Let’s not mention the weather today…..
This morning we made our way to the town of Duns (pronounced Dunce) to follow a walk from a new book of mine called ‘Walks for All Ages – 20 Circular Walks in the Scottish Borders’. As you can imagine, nothing too strenuous – which is okay at the moment! This was meant to be a 3.75 mile easy walk through the grounds of Duns Castle to be accomplished in 2 hours. I’m not convinced it was that long, unless it was just that it was all on the level and we were walking fairly quickly due to the unmentionable conditions. Never mind, it was nonetheless, a lovely walk around a beautiful estate managed by the Scottish Wildlife Trust and lacked only a tea room at the end! – one to go back to in the spring I think.
All photos today taken by Mr RR.
Sunday 7th February
Duns and Hen Poo Lake (about 2.5 – 3 miles maybe?)
We begin in the Market Square in Duns glancing back at the Mercat Cross as we head up Castle Street. A Mercat Cross is a traditional Scottish cross (although its not always in the form of a cross) marking the place where monarchs, bishops or barons had granted the right to villages and towns to hold markets or fairs.
As we walk towards the castle we pause to ponder some delightful names – Polly Wolly Doodle Childcare Centre (love it!) and a street named simply:
We enter the estate grounds and walk towards Pavillion Lodge, which is as near to this castle as you’re allowed to get, unless you’ve booked your wedding here or are taking part in a clay pigeon shoot – this is a private estate.
Just before the lodge we stop to look at a cairn – an inscribed stone, commemorating the life of the medieval philosopher John Duns Scotus after whom the town is named.
John of Duns, the Scot, was, according to Mr RRs’ book ‘The Borders – A History of the Borders from the Earliest Times’ born near Pavillion Lodge around 1266. He studied at a Franciscan Friary and Oxford University before travelling to Paris where he used his ‘brilliant semantic and metaphysical skills’ to take issue with the views of Thomas Aquinas which were influencing intellectuals in Europe at the time. After Duns’ death in 1308 his detractors dismissed his arguments and called his followers ‘dunces’.
We turn to the right and make our way towards the enigmatically named Hen Poo Lake, one of two man made ponds in the castle grounds. There seems to be no explanation for the interesting name of this loch, the other is called Mill Dam which seems sensible enough!

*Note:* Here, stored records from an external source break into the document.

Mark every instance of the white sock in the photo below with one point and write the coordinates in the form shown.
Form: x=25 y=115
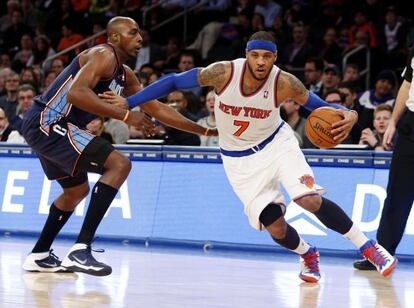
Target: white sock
x=356 y=236
x=302 y=248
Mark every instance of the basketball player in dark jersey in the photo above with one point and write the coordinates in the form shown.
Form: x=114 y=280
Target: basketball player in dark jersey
x=55 y=128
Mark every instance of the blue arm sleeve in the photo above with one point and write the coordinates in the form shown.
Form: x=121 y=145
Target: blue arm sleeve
x=315 y=102
x=164 y=86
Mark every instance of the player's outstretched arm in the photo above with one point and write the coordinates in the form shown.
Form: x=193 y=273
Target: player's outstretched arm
x=213 y=75
x=158 y=110
x=99 y=63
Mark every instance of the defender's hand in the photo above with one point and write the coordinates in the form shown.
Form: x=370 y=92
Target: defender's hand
x=114 y=99
x=141 y=121
x=341 y=129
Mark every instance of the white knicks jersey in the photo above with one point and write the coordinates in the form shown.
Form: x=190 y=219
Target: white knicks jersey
x=244 y=121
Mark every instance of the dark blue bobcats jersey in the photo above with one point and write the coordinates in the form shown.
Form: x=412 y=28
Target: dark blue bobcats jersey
x=55 y=97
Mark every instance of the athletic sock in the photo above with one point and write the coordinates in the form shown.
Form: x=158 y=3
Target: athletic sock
x=54 y=223
x=293 y=241
x=333 y=217
x=356 y=236
x=101 y=199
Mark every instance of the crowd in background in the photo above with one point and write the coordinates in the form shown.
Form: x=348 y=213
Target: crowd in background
x=312 y=39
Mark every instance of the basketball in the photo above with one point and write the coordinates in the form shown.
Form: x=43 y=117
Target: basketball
x=318 y=127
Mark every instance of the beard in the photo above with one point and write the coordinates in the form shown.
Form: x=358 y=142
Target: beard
x=253 y=75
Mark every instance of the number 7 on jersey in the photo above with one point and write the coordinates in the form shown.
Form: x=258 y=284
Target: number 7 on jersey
x=243 y=126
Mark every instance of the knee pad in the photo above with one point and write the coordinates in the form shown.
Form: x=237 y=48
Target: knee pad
x=271 y=213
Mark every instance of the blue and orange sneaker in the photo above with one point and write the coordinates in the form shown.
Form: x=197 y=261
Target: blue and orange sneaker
x=383 y=261
x=310 y=266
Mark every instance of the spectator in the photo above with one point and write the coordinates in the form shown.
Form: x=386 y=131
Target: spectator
x=69 y=38
x=25 y=52
x=313 y=75
x=330 y=51
x=150 y=52
x=4 y=72
x=362 y=25
x=28 y=76
x=25 y=94
x=209 y=121
x=41 y=51
x=382 y=93
x=295 y=54
x=352 y=74
x=331 y=77
x=6 y=20
x=8 y=102
x=269 y=9
x=118 y=130
x=173 y=136
x=5 y=60
x=351 y=102
x=6 y=129
x=97 y=127
x=57 y=65
x=373 y=138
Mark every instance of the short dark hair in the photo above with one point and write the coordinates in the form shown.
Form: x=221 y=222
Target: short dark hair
x=263 y=36
x=319 y=64
x=26 y=87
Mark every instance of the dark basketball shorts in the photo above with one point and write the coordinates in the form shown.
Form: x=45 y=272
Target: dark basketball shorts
x=65 y=151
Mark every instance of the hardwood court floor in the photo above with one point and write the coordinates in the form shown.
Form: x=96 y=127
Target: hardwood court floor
x=186 y=278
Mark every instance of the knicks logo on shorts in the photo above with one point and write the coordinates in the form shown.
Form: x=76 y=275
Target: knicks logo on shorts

Apparently in Summer this lake is covered in water lilies – today the swans, ducks and moorhens are making the most of the reed beds and we walk quickly by after a glance back at the view of the castle:
We’re interested and delighted to note that many of the trees have little metal name tags on them – Field Maple, Alder, Horse Chestnut etc – makes life so much easier when you’re trying to learn the names of them all. As we peer at each one in turn, Mr RR spots movement…..and there, creeping upwards is a Tree Creeper. This tiny, intriguing bird, is never still and uses it’s tail for support as it climbs up the trunk of the tree looking for insects. It’s habitat has expanded northwards in the 19th and 20th centuries as forestry plantations are developed and it thrives in deciduous or coniferous woodland.
On we go, around the lake and along the wooded pathways. There are snowdrops in little clumps everywhere here – but one cluster is especially beautiful:
Snowdrops, with their white nodding flowers and grey-green leaves are apparently native to parts of West England and Wales but are thriving here in Scotland (we have some in our garden as well) and are very beautiful. They love damp woods and the banks of streams, flowering from January to March.
We pass the bird hide without detouring to go in, there’s not much of interest on the lake at this time. As we move on towards the end of the woodland I take a look at the map and notice that on our right is Witches Hill. We have a Witches Hill, here in Hume as well, so….back to the history of the borders for some information. The history of the persecution of witches in the Scottish Borders is not pretty but makes interesting reading.
In brief, in 1563 the Protestant parliament in Edinburgh passed a law outlawing witchcraft on pain of death. This was in line with many other protestant communities throughout Europe who began to fear the Satanic enemy as they saw those who used folk medicine and healing, which were seen as pagan practices. Witch burning broke out in many places and often followed days of torture. Legally, witches could not be burned without confession and in the Borders witches were often tried by water torture – stripped naked and bent double the suspect (nearly always a woman) would be tied in the shape of a St Andrew’s Cross with her right thumb attached to her left big toe and vice-versa. She was then thrown into a deep pool with drowning a proof of innocence. Burning however, was seen as a complete destruction of the witches existence and occurred in many towns and villages.
We emerge from the woodland and exit the castle estate onto the main road back into Duns, passing the new high school and making our way back to the Market Square where, sadly there are no open tea rooms and we have to make our way back to Kelso for hot chocolate and cookies.
By the way – this week I saw my first live hare, right here in Hume!